由此可知,沈壽的刺繡作品是十月初九日經商部堂官進獻入宮,隨後獲得御筆“福”“壽”二字。之後,《吳蔭培日記》有十月廿六日(12月1日)“四鼓,送余長庚南行”的記錄,余覺此次從十月初五進京,到廿六日回南,前後共計二十二天,借住在吳蔭培家。因此,關於余覺進獻綉品、獲得賞賜的相關記載,作為一手資料,無疑是相對可靠的。

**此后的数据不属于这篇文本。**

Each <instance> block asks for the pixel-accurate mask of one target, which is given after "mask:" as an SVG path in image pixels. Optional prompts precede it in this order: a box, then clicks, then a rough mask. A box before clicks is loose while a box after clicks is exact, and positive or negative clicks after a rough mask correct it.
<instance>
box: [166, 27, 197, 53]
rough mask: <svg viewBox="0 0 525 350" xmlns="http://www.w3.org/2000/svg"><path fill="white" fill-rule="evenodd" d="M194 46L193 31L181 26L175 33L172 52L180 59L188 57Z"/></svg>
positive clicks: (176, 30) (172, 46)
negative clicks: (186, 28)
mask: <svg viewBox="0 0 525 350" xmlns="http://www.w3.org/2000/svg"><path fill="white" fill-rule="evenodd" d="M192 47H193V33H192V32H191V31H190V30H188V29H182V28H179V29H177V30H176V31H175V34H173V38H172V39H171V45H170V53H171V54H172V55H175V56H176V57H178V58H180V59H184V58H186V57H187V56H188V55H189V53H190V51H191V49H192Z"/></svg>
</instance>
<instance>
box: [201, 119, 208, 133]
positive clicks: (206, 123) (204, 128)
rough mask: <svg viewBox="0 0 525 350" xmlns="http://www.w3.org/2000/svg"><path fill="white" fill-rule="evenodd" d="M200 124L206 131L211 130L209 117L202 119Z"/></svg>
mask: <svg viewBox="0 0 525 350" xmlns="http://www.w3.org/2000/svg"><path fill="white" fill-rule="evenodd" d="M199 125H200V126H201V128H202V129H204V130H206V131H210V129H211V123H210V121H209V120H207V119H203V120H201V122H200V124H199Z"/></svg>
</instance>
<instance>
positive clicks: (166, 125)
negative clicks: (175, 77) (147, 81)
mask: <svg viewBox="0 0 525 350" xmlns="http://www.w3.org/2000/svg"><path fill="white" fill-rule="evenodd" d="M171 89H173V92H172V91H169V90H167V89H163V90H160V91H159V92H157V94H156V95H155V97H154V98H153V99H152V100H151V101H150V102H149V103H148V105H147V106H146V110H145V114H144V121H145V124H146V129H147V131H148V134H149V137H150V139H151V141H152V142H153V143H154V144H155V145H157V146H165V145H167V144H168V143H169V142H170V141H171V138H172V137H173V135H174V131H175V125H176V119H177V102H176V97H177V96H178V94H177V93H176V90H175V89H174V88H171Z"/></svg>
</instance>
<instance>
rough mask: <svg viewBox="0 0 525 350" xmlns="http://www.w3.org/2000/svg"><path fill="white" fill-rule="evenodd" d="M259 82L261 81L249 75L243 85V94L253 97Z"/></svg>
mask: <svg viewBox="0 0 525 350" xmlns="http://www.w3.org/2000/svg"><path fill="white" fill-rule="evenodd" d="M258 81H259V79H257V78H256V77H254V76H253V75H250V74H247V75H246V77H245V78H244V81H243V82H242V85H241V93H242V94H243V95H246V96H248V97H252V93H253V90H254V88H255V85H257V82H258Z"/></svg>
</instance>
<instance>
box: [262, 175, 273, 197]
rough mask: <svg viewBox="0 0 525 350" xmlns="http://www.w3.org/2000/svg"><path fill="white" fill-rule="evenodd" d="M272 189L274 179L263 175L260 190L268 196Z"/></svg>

於今重讀吳蔭培為沈壽所作詩,就會發現不少語句都十分寫實:

露香園後綉無人,鴻雪燕山悵劫塵。

難得吳興賢女士,吾鄉今有古針神。

靈芸絕技世無偶,夫婿閨房共畫眉。

記得孝廉船北上,錦屏獻壽拜天墀。

宣南作客舊巢存,寶座星輝賜至尊。

福壽雙修聯伉儷,當年溫詔到臣門。

氈裘坤後仰歐風,刺繡新閨奪化工。

綴史經綸馳萬里,女紅傳遍海西東。

吾友宗風月石儔,浮家同作海陵游。

機緣不讓天孫巧,結伴雙星媲女牛。

其中,“記得孝廉船北上,錦屏獻壽拜天墀”一句應該就指光緒三十年(1904)余覺北上獻禮。至於“宣南作客舊巢存,寶座星輝賜至尊。福壽雙修聯伉儷,當年溫詔到臣門”一首,顯然是說余覺借住吳蔭培宣南家中,慈禧太后頒賜的“福”字、“壽”字等,因此送到吳家門上來。據此,余覺、沈壽夫婦以蘇綉向慈禧獻壽的時間,基本可以確定。